本当に不公平なことですが、Linuxはウイルスから相手にされていないと認めるしかないようです。その点、Windowsは優等生です。比較的ばらつきの無い環境でリリースされており、同じセキュリティーホールを持ち、シェアも多く、インターネット上での商品購入も活発に行うユーザー層を持つために、Windowsはウイルスの最も良いパートナーになるのだと思います。

ただし、Linuxをサーバー用途で利用するのなら、少しは期待できますよ。
まず、手当たり次第たくさんサーバーを立ち上げて、不必要に通信ポートを開きましょう。それから、ソフトウェアのアップデートを止めましょう。ほとんどのウイルスはWindows用なので、Windowsのプログラムが動作しやすいようにWineやMonoをはじめWindowsの互換環境を整えましょう。サーバーにわざとセキュリティーホールを作ったり、システムファイルを改変可能なスクリプトを設置しておくと良いはずです。

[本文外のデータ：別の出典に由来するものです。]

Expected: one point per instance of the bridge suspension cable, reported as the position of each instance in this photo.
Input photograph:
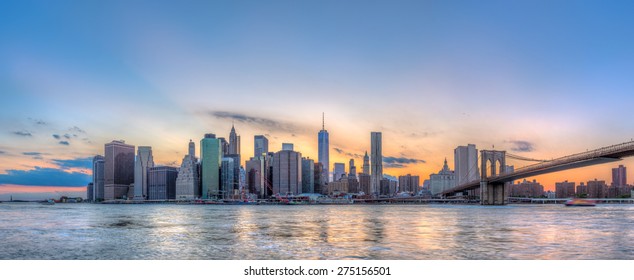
(525, 158)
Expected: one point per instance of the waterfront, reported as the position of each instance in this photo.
(164, 231)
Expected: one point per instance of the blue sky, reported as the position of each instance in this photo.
(543, 78)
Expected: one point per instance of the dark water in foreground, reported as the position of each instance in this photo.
(87, 231)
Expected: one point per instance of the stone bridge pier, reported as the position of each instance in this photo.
(492, 193)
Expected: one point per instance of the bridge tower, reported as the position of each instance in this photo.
(492, 193)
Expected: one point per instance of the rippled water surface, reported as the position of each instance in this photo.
(94, 231)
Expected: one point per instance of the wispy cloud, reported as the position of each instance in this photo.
(44, 177)
(400, 162)
(64, 164)
(522, 146)
(23, 133)
(342, 152)
(269, 124)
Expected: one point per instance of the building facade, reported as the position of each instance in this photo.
(162, 183)
(143, 162)
(210, 157)
(376, 162)
(118, 170)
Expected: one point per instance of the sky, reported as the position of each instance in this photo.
(540, 79)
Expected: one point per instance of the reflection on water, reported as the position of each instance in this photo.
(86, 231)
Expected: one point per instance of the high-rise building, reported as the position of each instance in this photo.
(89, 191)
(564, 189)
(352, 169)
(308, 175)
(320, 186)
(210, 156)
(227, 176)
(466, 164)
(323, 149)
(619, 176)
(144, 160)
(408, 183)
(98, 177)
(338, 171)
(260, 145)
(443, 180)
(366, 163)
(376, 161)
(119, 169)
(188, 179)
(287, 172)
(234, 143)
(162, 182)
(192, 148)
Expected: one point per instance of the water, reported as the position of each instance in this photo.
(93, 231)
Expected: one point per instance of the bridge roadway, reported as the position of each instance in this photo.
(598, 156)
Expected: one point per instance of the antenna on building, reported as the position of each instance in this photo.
(323, 121)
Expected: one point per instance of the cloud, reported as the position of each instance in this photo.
(23, 133)
(35, 155)
(64, 164)
(522, 146)
(342, 152)
(400, 162)
(76, 129)
(45, 177)
(270, 124)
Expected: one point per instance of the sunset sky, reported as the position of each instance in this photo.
(540, 79)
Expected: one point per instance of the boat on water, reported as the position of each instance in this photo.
(48, 202)
(580, 202)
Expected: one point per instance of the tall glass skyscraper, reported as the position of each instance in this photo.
(210, 156)
(376, 161)
(324, 156)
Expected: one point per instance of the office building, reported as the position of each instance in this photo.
(408, 183)
(287, 172)
(144, 160)
(119, 170)
(564, 189)
(308, 175)
(210, 157)
(466, 167)
(98, 177)
(162, 183)
(376, 161)
(338, 171)
(323, 149)
(260, 145)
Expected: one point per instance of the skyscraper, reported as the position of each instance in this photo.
(619, 176)
(144, 160)
(210, 156)
(234, 142)
(260, 145)
(119, 169)
(192, 148)
(188, 181)
(162, 182)
(466, 164)
(366, 164)
(352, 169)
(287, 172)
(338, 171)
(98, 176)
(323, 149)
(308, 175)
(376, 161)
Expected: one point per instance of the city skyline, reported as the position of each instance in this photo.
(537, 79)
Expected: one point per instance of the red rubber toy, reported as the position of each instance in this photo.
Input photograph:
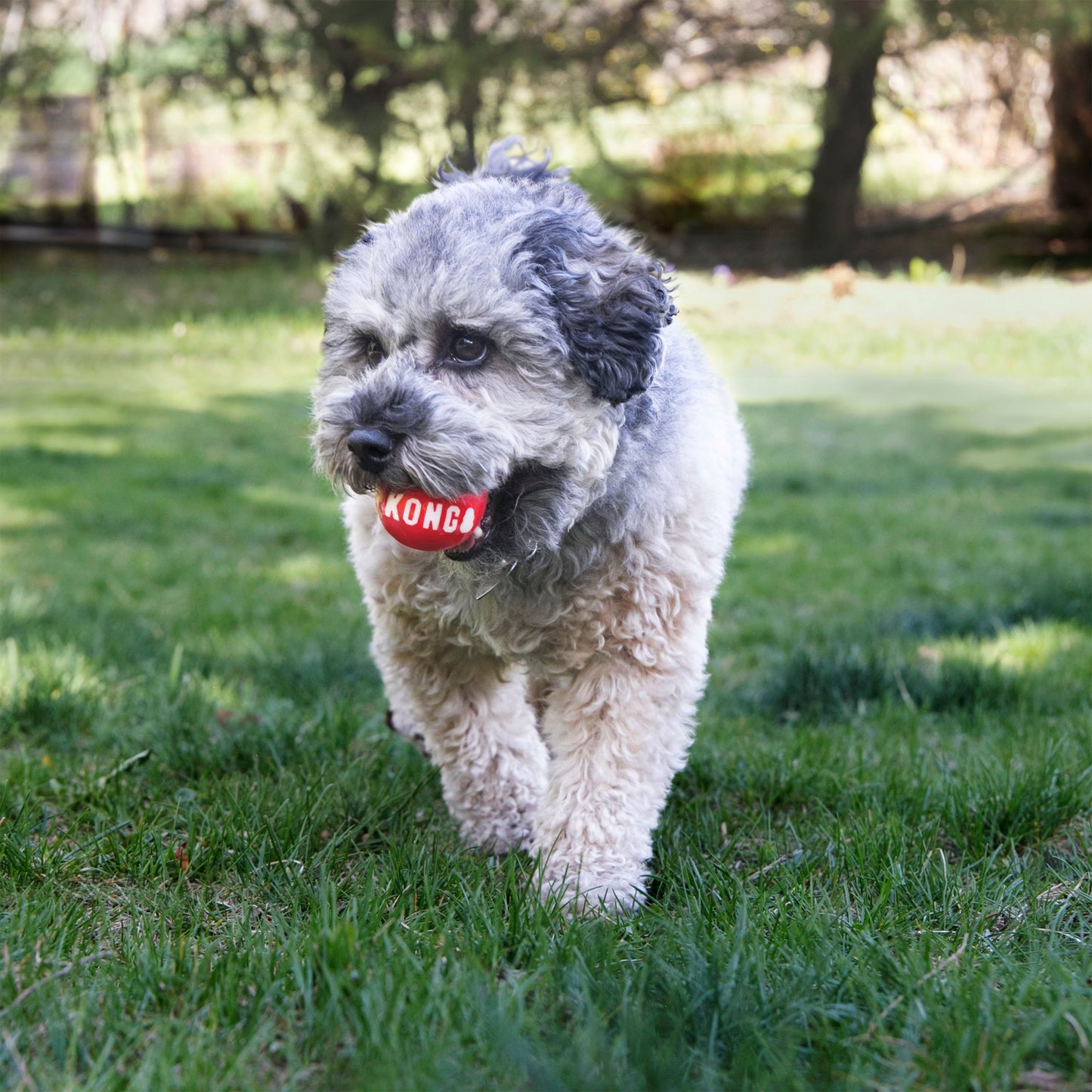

それでも感染しないようなら、ウイルス付きのメールを受信したWindowsユーザーに頼んでウイルスをわけてもらいましょう。Windowsの互換環境を整えても、期待どおりに動作しないのなら、Linuxでも動くウイルスをLinuxシステムに詳しいプログラマーの人に作ってもらいましょう。

また、OpenOfficeなどのクロスプラットフォームのアプリケーションを狙ったウイルスも存在するので、うまくゆけばLinuxでもウイルスと遊べるかもしれません。

人間には脅威と不安が必要です。
脅威は新しい製品を産み、不安は市場を動かします。Linuxユーザーがウイルスを得たいのであれば、それなりの努力が必要です。